Post-training for Efficient Communication via Convention Formation

Paper · arXiv 2508.06482 · Published August 8, 2025

Humans communicate with increasing efficiency in multi-turn interactions, by adapting their language and forming ad-hoc conventions. In contrast, prior work shows that LLMs do not naturally show this behavior. We develop a post-training process to develop this ability through targeted finetuning on heuristically identified demonstrations of convention formation. We evaluate with two new benchmarks focused on this capability. First, we design a focused, cognitively-motivated interaction benchmark that consistently elicits strong convention formation trends in humans. Second, we create a new document-grounded reference completion task that reflects in-the-wild convention formation behavior. Our studies show significantly improved convention formation abilities in post-trained LLMs across the two evaluation methods.

Humans naturally display rapid adaptation during linguistic interactions by developing increasingly efficient ways to refer to concepts. This formation of ad-hoc linguistic conventions has been repeatedly observed in studies (Krauss &Weinheimer, 1964; Brennan & Clark, 1996; Hawkins et al., 2020a), and is a cornerstone of naturalistic human language interaction. It not only improves the accuracy of relaying information, but also reduces its costs. Contemporary large language models (LLMs), on the other hand, do not naturally show this behavior (Hua & Artzi, 2024).

We propose a targeted post-training process to develop this general ability in LLMs, such that models spontaneously form conventions as an in-context behavior. We heuristically extract examples of convention formation from human corpora to construct minimal pairs, where the minimal difference between two paired examples is in the demonstration of this behavior. In addition, we enhance the reasoning process of model by introducing reference planning tokens, which mark when a referent is a re-mention. We treat this data as preference pairs for DPO-style policy optimization (Rafailov et al., 2024), and carefully design the optimization process to acquire generalizable convention formation ability.

Preference Data Construction We use a coreference resolution (Bagga, 1998) model on scripts of TV series, a domain of text that is rich with conversational interaction, to identify repeating instances of convention formation, and modify the data to create preference pairs. Coreference resolution generates reference chains, where mentions that refer to the same entity appear in their order in the text. Such chains often display convention formation, with later references being shorter and more consistent.

We heuristically identify examples where a concept is initially referred to (i.e., mentioned) with a noun phrase in an utterance i and is re-mentioned in a later utterance j with a more concise referring expression. Each such example may also include intermediate re-mentions, meaning that the re-mention in utterance j is not the first re-mention. Therefore, each reference chain can provide multiple demonstrations. This is important because it shows to the model that the desired behavior is not only in the first re-mention, but persists over the entire reference chain.
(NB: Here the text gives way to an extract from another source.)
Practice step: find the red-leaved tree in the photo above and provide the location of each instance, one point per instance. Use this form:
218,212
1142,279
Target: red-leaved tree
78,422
We use this data to construct triples of (x, yw, yl), where x is the conversational context (i.e., the history of the interaction), yw is the preferred continuation, and yl is the dis-preferred continuation. We set x to be the conversation history until a reference, and yw and yl to represent desired and undesired utterance to contain the reference. We create two types of preference pairs. The first type is a demonstration of the observed convention behavior. We set yw to be the observed re-mention text, which reflects convention formation, and yl to use the more verbose first-mention text as the re-mention. This aims to suppress the behavior of simply repeating mentions verbatim, and encourage adjusting them as expected when conventions can be formed. The second type aims to preserve how the first mentions are generated, because the model must avoid a faux conventionalization behavior in the first mention, where it has no shared common ground. We set yw to the original first mention, and yl to the conventionalized re-mention that was observed in utterance j. We extract the first type of pairs from reference chains of at least two re-mentions, to better demonstrate the convention formation process. For the second type, we extract from reference chains of at least one re-mention. We process 2,000 TV scripts from Chen et al. (2022), and the total numbers of extracted first and second types of pairs are 11,106 and 10,135 respectively.

Adding Mention Planning Tokens We further modify the preference pairs to explicitly reflect the distinction between mentions and re-mentions using a special token: re-mentions are preceded by a [remention] token. We expect this explicit marking to allow the model to better separate its treatment of initial and later mentions. This separation could allow the model to develop convention formation skills, without hurting how initial mentions are generated. Beyond adding the new token to existing preference pairs where appropriate, we also create new preference pairs focused on training the model to use this token. We add triplets (x, yw, yl), where if yw captures a re-mention, then yw contains the corresponding planning token and yl does not. Conversely, if yw captures a first-mention, then yw does not contain the planning token and yl contains a misplaced planning token preceding the first-mention. Empirically, we observe the planning token to help (Section 6). Figure 9 in Appendix E.1 shows an example training instance.